We are seeking a results-driven engineer to design, develop, and maintain end-to-end web solutions that support AI and automation initiatives. This role requires expertise in modern front-end and back-end technologies, API integration, and cloud-based infrastructure.
Responsibilities:
- Develop and maintain scalable front-end applications to support AI and automation projects.
- Collaborate with data scientists, AI developers, and other engineers to integrate AI models and automation workflows into production systems.
- Design and implement user-friendly interfaces using modern front-end technologies and frameworks.
- Ensure the performance, quality, and responsiveness of front-end applications.
- Develop and maintain back-end services and APIs to facilitate seamless data exchange between different components of the AI and automation ecosystem.
- Troubleshoot and debug issues across the stack to ensure smooth operation of AI and automation solutions.
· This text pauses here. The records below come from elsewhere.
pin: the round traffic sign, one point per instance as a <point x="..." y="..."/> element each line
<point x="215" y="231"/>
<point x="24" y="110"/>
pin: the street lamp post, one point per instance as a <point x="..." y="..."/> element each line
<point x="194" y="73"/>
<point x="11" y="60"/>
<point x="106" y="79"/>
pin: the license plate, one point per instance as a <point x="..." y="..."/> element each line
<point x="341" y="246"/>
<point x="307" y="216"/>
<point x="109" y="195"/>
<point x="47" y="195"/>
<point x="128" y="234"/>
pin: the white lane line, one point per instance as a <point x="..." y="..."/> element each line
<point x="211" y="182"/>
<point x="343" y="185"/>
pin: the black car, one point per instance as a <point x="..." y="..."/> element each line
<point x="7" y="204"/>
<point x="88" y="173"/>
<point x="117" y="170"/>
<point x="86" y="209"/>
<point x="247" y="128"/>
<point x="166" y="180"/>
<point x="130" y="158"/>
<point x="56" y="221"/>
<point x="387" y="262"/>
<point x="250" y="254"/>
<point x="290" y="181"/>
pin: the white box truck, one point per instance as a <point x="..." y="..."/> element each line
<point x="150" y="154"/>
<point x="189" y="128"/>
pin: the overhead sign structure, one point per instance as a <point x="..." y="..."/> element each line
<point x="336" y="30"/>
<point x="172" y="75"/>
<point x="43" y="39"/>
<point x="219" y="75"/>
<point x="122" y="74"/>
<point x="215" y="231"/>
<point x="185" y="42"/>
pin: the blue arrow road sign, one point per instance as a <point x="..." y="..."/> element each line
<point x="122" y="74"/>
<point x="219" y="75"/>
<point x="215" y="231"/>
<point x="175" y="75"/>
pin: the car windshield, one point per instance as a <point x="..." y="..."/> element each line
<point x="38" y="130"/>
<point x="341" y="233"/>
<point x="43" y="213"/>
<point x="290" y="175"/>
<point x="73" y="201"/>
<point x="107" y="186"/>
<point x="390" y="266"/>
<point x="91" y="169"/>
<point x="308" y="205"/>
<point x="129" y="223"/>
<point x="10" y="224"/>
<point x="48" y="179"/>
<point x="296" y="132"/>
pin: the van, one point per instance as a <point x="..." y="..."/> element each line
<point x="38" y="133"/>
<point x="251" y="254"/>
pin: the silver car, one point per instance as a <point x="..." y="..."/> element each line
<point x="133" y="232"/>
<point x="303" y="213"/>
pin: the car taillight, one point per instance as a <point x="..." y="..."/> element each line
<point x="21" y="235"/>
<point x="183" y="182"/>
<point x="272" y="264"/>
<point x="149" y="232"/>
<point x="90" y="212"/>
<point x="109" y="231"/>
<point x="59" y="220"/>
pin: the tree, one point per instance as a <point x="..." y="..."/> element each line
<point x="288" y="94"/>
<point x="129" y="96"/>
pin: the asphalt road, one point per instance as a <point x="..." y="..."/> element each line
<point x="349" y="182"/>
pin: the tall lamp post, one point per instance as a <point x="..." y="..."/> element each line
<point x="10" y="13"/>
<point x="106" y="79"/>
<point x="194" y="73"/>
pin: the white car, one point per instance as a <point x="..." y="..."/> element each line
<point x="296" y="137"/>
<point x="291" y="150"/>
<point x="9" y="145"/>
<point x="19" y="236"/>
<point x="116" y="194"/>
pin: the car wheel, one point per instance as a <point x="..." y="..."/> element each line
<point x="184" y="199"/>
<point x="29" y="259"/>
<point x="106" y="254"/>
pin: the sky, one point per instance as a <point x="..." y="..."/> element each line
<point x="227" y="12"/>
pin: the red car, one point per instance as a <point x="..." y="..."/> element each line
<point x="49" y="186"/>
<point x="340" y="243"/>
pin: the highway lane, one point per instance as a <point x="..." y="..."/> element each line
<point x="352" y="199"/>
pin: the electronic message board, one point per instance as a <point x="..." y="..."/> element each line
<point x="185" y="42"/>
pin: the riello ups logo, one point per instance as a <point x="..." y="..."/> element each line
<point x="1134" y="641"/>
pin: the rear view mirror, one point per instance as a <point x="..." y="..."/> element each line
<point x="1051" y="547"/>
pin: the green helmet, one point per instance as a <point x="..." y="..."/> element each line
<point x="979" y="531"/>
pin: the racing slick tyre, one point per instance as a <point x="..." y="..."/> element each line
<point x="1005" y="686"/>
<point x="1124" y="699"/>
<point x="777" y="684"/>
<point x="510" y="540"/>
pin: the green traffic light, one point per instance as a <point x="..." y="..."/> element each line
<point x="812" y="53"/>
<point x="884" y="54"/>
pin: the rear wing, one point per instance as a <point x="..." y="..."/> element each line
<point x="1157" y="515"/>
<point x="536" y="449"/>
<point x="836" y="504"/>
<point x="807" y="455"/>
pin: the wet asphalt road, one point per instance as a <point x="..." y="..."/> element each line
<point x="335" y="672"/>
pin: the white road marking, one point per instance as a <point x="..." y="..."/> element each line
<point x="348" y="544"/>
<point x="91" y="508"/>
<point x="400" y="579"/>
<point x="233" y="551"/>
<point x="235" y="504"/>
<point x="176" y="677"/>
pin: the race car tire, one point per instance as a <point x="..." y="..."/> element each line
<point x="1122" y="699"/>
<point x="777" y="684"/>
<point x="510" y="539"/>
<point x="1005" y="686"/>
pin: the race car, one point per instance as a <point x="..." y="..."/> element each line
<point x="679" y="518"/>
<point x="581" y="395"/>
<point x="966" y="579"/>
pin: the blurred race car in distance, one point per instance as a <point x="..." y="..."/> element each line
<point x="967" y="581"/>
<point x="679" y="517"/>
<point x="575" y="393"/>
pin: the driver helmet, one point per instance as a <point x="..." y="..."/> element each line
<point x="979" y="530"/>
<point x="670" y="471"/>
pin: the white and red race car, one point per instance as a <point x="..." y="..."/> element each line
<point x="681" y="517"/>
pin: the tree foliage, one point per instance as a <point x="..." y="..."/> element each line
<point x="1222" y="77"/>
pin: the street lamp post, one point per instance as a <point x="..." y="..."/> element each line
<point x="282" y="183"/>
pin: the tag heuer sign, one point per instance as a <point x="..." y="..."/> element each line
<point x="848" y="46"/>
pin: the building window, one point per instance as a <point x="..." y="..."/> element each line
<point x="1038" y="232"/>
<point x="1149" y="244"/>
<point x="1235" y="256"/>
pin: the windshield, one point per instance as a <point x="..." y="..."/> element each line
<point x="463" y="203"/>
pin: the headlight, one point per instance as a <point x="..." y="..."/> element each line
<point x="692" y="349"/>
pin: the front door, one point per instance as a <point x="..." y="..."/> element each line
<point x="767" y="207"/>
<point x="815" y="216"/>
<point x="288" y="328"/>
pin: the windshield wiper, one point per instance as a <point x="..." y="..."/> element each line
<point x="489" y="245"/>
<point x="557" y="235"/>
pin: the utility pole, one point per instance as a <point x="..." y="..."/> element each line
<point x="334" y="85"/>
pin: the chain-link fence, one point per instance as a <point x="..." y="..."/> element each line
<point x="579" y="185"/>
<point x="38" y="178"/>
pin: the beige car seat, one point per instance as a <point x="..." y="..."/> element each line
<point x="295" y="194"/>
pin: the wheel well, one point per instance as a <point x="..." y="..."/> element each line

- Stay updated with the latest industry trends and technologies to continuously improve our systems.
Must-Have Qualifications:
- Bachelor's degree in computer science, Engineering, or a related field.
- Proven experience as a Front-End, Back-End, or Full-Stack Engineer
- Proficiency in front-end technologies such as HTML, CSS, JavaScript.
- Strong knowledge of back-end technologies such as Python.
- Experience with Django and Flask for web application development.
- Experience with RESTful API design and implementation
- Experience with database technologies like SQL, NoSQL, and ORM frameworks.
- Understanding of version control systems, preferably Git.
- Understanding of CI/CD pipelines and DevOps practices
- Knowledge of cybersecurity best practices.
- Ability to quickly learn and apply enterprise AI tools and technologies to support technical workflows and business objectives.
Nice-to-Have Qualifications:
- Frameworks like React or Angular, Node.js experience is a plus.
- Familiarity with containerization and orchestration tools like Docker and Kubernetes.
- Experience with AI and machine learning frameworks (e.g., TensorFlow, PyTorch).
- Knowledge of cloud platforms such as Azure, AWS, or Google Cloud
- Experience with data visualization tools and libraries.